Parental histone distribution and location of the replication obstacle at nascent strands control homologous recombination

The advance and stability of replication forks rely on a tight co-regulation of DNA synthesis and nucleosome assembly. We show that mutants affected in parental histone recycling are impaired in the recombinational repair of the single-stranded DNA gaps generated in response to DNA adducts that hamper replication, which are then filled in by translesion synthesis. These recombination defects are in part due to an excess of parental nucleosomes at the invaded strand that destabilizes the sister chromatid junction formed after strand invasion through a Srs2-dependent mechanism.

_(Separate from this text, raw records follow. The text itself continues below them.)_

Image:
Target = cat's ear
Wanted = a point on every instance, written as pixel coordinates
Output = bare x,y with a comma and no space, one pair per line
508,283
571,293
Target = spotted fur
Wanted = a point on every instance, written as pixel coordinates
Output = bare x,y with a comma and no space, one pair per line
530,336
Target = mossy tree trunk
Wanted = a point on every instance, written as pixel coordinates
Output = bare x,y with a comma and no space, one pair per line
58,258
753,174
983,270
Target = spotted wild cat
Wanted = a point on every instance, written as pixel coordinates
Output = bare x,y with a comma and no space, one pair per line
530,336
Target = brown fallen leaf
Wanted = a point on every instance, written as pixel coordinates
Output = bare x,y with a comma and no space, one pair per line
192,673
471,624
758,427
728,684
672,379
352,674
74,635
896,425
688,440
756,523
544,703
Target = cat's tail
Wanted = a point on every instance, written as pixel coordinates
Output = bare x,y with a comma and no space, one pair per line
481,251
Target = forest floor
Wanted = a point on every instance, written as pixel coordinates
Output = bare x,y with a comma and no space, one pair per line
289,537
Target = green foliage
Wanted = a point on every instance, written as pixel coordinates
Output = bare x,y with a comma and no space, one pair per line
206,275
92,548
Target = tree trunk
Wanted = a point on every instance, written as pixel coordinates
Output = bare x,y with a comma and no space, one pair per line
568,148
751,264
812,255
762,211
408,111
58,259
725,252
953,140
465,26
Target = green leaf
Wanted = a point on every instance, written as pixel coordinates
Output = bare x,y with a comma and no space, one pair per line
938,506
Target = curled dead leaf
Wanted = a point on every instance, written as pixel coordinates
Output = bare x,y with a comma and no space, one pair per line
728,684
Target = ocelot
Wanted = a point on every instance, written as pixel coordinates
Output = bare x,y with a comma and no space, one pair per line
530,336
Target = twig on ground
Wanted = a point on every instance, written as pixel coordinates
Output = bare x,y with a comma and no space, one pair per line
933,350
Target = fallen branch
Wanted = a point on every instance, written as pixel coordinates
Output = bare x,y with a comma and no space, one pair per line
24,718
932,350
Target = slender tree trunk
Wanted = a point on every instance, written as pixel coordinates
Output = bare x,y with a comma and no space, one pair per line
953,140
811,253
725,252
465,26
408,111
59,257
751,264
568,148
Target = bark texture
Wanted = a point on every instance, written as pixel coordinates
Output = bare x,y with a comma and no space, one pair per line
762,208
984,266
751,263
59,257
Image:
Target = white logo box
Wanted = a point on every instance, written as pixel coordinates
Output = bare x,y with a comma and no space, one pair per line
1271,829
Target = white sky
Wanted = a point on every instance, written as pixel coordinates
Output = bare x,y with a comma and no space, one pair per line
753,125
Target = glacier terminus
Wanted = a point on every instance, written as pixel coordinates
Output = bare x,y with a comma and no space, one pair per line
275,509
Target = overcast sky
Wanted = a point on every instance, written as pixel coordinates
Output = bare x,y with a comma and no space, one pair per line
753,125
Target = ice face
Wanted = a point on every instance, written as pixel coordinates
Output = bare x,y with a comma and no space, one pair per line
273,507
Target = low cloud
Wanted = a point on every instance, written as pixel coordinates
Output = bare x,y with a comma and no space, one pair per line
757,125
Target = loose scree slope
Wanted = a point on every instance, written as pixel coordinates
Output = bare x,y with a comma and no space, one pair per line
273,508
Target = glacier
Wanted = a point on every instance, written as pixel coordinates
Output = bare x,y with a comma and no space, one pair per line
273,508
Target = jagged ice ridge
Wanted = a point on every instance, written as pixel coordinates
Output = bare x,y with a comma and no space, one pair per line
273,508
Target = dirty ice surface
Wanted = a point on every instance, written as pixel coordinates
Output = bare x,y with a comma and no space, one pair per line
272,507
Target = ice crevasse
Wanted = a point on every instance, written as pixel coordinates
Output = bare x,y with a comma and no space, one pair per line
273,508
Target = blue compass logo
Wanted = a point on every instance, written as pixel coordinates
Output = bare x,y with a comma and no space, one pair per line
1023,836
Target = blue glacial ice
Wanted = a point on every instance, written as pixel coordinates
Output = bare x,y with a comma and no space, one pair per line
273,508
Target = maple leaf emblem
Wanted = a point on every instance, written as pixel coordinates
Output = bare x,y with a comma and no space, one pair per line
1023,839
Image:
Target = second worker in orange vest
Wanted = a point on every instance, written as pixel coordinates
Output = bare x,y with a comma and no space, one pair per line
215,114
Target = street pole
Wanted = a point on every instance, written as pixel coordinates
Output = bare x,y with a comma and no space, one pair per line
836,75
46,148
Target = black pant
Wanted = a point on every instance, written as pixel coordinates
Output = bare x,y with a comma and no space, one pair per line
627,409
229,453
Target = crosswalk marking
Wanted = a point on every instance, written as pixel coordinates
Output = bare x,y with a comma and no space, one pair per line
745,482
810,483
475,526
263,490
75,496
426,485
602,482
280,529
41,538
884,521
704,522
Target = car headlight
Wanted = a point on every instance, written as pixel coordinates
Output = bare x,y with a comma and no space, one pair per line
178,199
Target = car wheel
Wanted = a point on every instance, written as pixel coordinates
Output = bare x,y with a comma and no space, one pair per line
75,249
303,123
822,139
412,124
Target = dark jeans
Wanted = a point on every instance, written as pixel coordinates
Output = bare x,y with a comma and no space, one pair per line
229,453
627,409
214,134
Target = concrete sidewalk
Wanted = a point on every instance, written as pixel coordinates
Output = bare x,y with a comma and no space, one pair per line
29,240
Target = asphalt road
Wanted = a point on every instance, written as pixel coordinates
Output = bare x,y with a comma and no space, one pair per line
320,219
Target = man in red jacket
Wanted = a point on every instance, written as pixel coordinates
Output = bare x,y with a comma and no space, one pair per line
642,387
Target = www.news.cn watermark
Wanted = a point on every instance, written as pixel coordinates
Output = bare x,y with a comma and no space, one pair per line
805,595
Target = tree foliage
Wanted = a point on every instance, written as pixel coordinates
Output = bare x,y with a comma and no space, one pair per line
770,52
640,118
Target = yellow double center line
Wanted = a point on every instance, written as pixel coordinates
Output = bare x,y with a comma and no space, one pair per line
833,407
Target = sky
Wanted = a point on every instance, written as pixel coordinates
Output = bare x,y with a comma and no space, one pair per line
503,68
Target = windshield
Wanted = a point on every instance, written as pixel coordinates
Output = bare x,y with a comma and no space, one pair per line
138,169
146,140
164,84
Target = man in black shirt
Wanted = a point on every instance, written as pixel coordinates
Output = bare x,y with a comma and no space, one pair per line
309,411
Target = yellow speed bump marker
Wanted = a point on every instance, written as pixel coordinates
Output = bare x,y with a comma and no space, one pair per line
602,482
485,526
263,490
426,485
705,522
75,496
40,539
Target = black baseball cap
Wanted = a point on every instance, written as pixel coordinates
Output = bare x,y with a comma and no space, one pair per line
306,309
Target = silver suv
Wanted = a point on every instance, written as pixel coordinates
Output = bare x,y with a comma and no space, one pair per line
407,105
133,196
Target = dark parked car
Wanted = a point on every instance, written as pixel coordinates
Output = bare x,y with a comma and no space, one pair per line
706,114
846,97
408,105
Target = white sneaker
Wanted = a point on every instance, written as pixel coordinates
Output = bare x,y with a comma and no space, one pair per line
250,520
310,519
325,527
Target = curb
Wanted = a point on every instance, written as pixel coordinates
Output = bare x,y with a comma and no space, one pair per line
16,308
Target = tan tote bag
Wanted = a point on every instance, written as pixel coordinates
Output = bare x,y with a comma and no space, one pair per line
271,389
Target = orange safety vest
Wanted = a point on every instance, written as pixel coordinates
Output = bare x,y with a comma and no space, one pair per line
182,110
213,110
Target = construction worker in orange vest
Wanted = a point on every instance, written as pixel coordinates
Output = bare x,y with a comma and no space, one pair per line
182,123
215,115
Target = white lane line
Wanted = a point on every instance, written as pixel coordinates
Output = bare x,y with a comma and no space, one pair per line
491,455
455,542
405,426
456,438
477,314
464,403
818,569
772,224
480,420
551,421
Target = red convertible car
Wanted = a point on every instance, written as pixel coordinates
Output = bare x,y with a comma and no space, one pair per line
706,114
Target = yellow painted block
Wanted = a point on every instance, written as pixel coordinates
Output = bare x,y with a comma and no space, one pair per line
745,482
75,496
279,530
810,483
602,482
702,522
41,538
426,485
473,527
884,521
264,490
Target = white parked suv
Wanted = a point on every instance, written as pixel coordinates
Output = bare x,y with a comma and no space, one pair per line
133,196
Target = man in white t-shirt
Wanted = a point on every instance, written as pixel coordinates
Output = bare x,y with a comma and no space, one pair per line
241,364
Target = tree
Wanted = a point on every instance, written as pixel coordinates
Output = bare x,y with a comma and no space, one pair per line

In addition, we show that a dCas9*/R-loop is more recombinogenic when the dCas9*/DNA-RNA hybrid interferes with the lagging than with the leading strand, and this recombination is particularly sensitive to problems in the deposition of parental histones at the strand that contains the hindrance. Therefore, parental histone distribution and location of the replication obstacle at the lagging or leading strand regulate homologous recombination.

Automated summary

The advance and stability of replication forks are regulated by the coordination of DNA synthesis and nucleosome assembly. Mutants with impaired parental histone recycling exhibit defects in recombinational repair of single-stranded DNA gaps generated during replication. These defects are caused by excessive parental nucleosomes at the invaded strand and interference with strand invasion via a Srs2-dependent mechanism. Additionally, the location of replication obstacles and distribution of parental histones regulate homologous recombination, with hindrance on the lagging strand showing greater sensitivity.